The U.S. has a hybrid model comprised of public systems and fee-paying parents, both of which are currently defining preschool’s purpose. Given their differences, these co-existing systems often are confronted with the nasty, unintended consequence of having to pit program quality against access.

To resolve this challenge, I propose that policy makers and advocates agree to make preschool for three- and four-year-olds a public educational right or “good,” shifting it entirely to the public education system. This would establish a policy mandate to educate all Americans, preschool through 12th grade. This decision alone would raise preschool teachers’ pay to s to $27 an hour, matching what kindergarten teachers earn, according to 2016 data from the Early Childhood Workforce Index.

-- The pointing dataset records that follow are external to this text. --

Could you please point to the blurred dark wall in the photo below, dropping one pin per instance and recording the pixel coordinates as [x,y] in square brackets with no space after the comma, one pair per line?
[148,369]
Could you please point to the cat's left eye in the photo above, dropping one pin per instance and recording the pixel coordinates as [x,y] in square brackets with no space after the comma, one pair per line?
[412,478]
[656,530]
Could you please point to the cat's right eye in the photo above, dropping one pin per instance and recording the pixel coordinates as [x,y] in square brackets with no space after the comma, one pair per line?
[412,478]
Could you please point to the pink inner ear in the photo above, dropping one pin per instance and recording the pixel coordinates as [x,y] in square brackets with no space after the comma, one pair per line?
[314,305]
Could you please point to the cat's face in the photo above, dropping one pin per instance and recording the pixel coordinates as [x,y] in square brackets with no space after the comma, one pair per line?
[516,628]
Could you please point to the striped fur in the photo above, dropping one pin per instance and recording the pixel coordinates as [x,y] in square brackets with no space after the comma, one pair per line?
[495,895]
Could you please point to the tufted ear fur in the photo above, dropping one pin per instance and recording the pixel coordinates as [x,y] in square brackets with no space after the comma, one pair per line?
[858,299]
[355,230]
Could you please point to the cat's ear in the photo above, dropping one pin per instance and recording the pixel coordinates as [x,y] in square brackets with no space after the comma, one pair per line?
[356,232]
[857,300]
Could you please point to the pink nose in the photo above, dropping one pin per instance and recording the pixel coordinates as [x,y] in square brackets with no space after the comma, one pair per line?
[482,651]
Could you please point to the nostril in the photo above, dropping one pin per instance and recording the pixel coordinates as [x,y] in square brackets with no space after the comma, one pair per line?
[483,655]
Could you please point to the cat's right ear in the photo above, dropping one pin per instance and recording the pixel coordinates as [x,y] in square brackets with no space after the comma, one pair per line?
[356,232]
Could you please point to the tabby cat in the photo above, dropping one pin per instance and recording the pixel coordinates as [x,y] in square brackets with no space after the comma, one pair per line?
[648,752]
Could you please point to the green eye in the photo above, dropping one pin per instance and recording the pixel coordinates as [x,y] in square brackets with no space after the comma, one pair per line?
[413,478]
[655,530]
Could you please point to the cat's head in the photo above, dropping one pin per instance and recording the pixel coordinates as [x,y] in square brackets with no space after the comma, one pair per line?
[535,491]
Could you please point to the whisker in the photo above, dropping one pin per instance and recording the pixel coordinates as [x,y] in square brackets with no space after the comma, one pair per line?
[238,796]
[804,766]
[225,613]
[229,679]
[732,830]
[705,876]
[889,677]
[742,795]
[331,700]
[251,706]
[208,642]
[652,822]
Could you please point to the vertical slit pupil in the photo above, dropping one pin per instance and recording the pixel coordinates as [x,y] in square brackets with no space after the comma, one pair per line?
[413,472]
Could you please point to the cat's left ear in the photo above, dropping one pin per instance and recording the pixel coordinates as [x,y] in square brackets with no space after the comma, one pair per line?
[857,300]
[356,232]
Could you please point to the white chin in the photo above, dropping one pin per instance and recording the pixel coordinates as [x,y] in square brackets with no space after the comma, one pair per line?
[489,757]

This doesn’t mean public schools would have to become the sole delivery system for preschools. What would be obligatory, though, is for public school funding sources and quality assurance policies to be applied to all early childhood providers, especially in terms of degrees, certification, special education, compensation, and access. In Boston, for example, we are developing a mixed delivery system involving public schools and community based programs. As a result, all preschool teachers are earning the same starting salary as public school teachers. They are required, though, to use the same curricular materials and receive coaching. Further, this program increases assistant teachers’ and center directors’ salaries.

I realize our public schools have many critics, and acknowledge that as currently constructed, they are not optimally designed for educating students from preschool to third grade. Knowing this, my proposal requires public schools to develop stronger out-of- school time options, strengthen the PreK-3rd grade curriculum, and support families to a much greater degree than they currently do. In the case of a mixed delivery system, public schools would also have to develop improved partnerships with community- based providers and create meaningful linkages between curriculum and professional development supports.

Yet the benefits have the potential to be transformative for all ECE stakeholders as additional resources become available for birth to three programs, and vertical alignment would be greatly strengthened between preschool and early elementary school. While partnerships with public schools may be unsettling for providers who currently lack a relationship with school districts, I would point out that the current system has done little to meaningfully elevate compensation and educational attainment over the last 25 years.

Dramatic change is needed. Every year we wait, we are sentencing students and teachers to an academic and economic life trajectory that threatens our country's ability to compete successfully in a global market. If we make this bold change, I believe our focus can at last shift to where it belongs — to student instruction, public school reform, and pathway degree programs for preschool teachers in community based programs. While this may create a hardship for teachers lacking degrees (and unintentionally threaten the diversity of the ECE workforce), over time, as more and more students succeed in school, ECE will at last find itself celebrating, rather than defending, wise investments in its work.

The views expressed here are those of the author and not necessarily those of his organization.

*Note: New America typically uses the term “pre-K” to mean all early learning experiences in classroom settings for 3- and 4-year-olds, but “preschool” was the term desired for this post by Sachs and series editor Stacie Goffin.